Prayer Requests for El Salvador

Please pray for:

Parents who feel the enormous burden of keeping their children safe from violence.

Healthy vegetable harvests that bring relief for hungry families.

Community News

Thanks to the generous support of our sponsors, World Vision was able to work alongside communities to accomplish the following in 2014.

Christian Commitment

  • Children and their families participated in community Bible studies, deepening their faith and strengthening their moral values. The Bible study groups also came together to discuss and explore biblical solutions for challenges they face in their communities.


  • Community health and nutrition clubs helped children grow and thrive by providing nutritious meals and educating parents on health, hygiene, nutrition, and early childhood development.

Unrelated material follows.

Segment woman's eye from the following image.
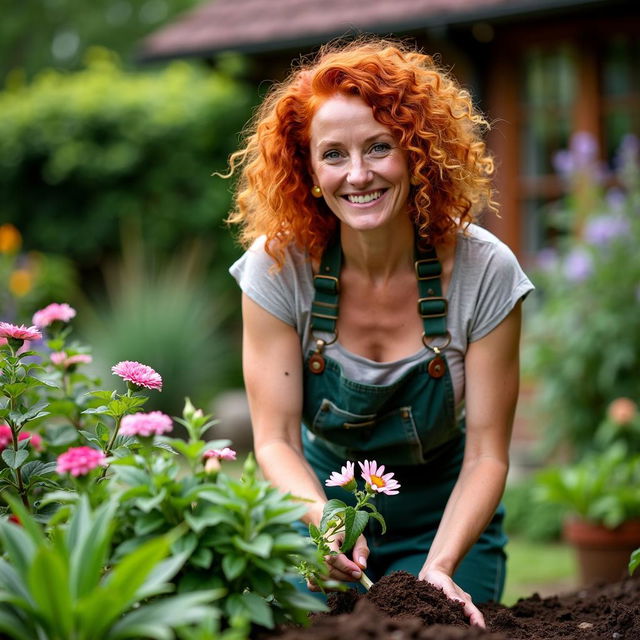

  • Through early childhood development centers, children had access to spaces where they can develop their math, language, motor, and interpersonal skills. The centers aim to help children stay in school and improve their relationships with their friends and families.
  • Young people participated in youth clubs, which offer training in topics including reproductive and preventive health, entrepreneurship, Christian values, and life skills. Youth clubs also offer vocational workshops on baking, jewelry making, and piñata making to equip young people with valuable skills for the future.
  • Parent committees were organized to involve parents in their children's education and engage them in operating educational programs such as early childhood development centers.

Emergency Response

  • Civil protection committees were established and trained in disaster preparedness and emergency response to keep children and their families safe in the event of disasters such as tropical storms or earthquakes.

Child Rights

  • To help ensure that children life in safe environments with opportunities for proper development, we worked with local partners to create action plans, organize activities, strengthen the quality of basic health and education services, and advocate for children's well-being.